I’have implemented the same network in Keras and I expect to get the exact same results in pytorch, but during training I see no progress. I suspect that my layers are not connected the way I expect them to be. When I check layer’s shape for layer in final.children() I only get one print which is [(1,1)]

class MyModel(nn.Module):
    def __init__(self):
        super(MyModel, self).__init__()
        self.conv1 = nn.Conv2d(256, 1, 1)
        self.flatten = nn.Flatten()
        self.fc1 = nn.Linear(14*14, 1)

    def forward(self, x):
        output1 = F.sigmoid(self.conv1(x))
        output2 = F.sigmoid(self.fc1(output1))
        return output2

class Final(nn.Module):
    def __init__(self):
        super(Final, self).__init__()
        pretrained_model = torch.hub.load('pytorch/vision:v0.6.0', 'densenet201', pretrained=True)
        model = MyModel()
        list_of_layers = list(pretrained_model.features)[:8]
        self.final_model = nn.Sequential(*list_of_layers)

    def forward(self, x):
        outputs = list()
        for ii, model in enumerate(self.final_model):
            x = model(x)
            if ii == 8 or ii == 10:
        return outputs

list(model.children()) will only contain the child modules, i.e. [Conv2d(256, 1, kernel_size=(1, 1), stride=(1, 1)), Flatten(), Linear(in_features=196, out_features=1, bias=True)] and will miss the functional calls, which are defined in its forward method (F.sigmoid).
Wrapping models into an nn.Sequential container works, if you are just calling nn.Modules sequentially.

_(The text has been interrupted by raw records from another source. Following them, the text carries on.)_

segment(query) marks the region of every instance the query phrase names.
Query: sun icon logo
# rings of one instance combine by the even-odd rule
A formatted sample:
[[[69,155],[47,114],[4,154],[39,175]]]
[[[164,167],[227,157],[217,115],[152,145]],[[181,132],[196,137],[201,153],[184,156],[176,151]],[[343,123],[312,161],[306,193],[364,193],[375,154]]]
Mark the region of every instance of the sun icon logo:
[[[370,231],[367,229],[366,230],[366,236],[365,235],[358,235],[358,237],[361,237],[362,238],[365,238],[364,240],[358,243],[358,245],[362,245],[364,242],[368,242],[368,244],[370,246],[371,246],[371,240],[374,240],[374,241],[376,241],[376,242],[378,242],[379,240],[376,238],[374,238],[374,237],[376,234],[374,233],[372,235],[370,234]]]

For your use case, you could probably append model to the final_model instead of its children.

Thanks for your reply that clears something up for me, but how can I get output shape for every layer to make sure model works properly.

The output shape of some layers depends on the input shape (e.g. for convolutions) and the output shape might be unknown before passing the real inputs.

For the sake of debugging you could add print statements into your forward method and check the shape of each activation. Alternatively, you could also manually calculate the output shapes, if the input shapes are known in advance, but the print approach is often simpler. :wink:

1 Like

Tnx for your response.